Lessons for Technology Assessment

Continuous recording instruments are invaluable research tools. If there is a central criticism of fetal heart monitor usage, it is that the monitors were adopted for routine use without the research background necessary to understand their limitations. As illustrated by fetal heart monitors, more data (as opposed to information) increases the risk of litigation. This happens because plaintiff's attorneys thrive on ambiguity. If a patient is injured, the plaintiff's attorney will comb the records for anything that cannot be clearly explained to portray as the cause of the injury. This is countered to some extent by the highly filtered nature of traditional medical records. Continuously recorded streams of ambiguous instrument output, in contrast, provide a goldmine of exploitable ambiguity.
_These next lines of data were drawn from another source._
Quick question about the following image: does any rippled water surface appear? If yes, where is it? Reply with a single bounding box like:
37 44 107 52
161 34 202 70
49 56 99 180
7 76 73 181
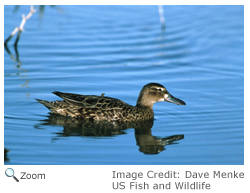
4 6 244 165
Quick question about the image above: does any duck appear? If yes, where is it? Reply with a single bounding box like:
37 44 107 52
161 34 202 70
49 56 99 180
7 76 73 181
36 83 186 122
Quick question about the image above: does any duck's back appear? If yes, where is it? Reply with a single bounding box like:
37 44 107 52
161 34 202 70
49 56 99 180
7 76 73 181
38 92 153 121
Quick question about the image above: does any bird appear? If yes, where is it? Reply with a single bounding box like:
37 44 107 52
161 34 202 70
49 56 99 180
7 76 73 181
36 83 186 122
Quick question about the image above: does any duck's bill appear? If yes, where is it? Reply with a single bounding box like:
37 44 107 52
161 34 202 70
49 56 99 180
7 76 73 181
164 94 186 105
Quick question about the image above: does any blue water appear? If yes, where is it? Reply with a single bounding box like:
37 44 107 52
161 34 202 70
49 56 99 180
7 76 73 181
4 6 244 165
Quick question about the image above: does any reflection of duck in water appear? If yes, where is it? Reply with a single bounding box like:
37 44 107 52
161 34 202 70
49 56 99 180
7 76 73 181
36 114 184 154
37 83 186 122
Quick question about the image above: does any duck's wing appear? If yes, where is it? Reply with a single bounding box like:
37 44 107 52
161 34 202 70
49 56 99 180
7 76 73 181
53 91 127 109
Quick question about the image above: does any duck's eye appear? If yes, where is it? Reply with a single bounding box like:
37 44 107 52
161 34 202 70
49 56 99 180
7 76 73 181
156 88 163 92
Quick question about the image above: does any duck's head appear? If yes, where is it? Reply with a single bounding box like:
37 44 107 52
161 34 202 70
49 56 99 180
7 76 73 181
136 83 186 108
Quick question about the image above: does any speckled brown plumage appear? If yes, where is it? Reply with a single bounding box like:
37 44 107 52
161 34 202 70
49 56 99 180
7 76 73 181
36 83 185 121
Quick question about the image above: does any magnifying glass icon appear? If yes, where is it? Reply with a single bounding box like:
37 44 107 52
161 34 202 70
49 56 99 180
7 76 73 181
5 168 19 182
It is critical that new instruments be evaluated for the reliability of their intrinsic measurements and for the clinical significance of those measurements. Does the data resolve clinical questions, or merely complicate them? This question becomes more interesting as hospitals purchase clinical information systems that feed the outputs of various existing monitors into a computer-based continuous recording system. The assumption is that since these instruments are already in place, their output must be useful. It is possible, however, that many existing measurements are only useful in the larger context of patient care. Like a fetal heart rate observed without the context of the mother, their readings may be much less valuable as retrospective records. Given that efficacy testing is a recent innovation for medical devices, it is also possible that some existing measurements are clinically irrelevant. This means that their outputs will be randomly related to the patient's condition, creating that ambiguity so valuable to plaintiff's attorneys.

Clinical instruments provide data, not necessarily information that aids in clinical decisionmaking. This data creates noise that can obscure significant clinical information while providing 20/20 hindsight to those who would second guess the physician's actions. If clinical information systems are not carefully thought through and tested, it may be that the IEEE-488 connector will someday be renamed the "plaintiff's best friend."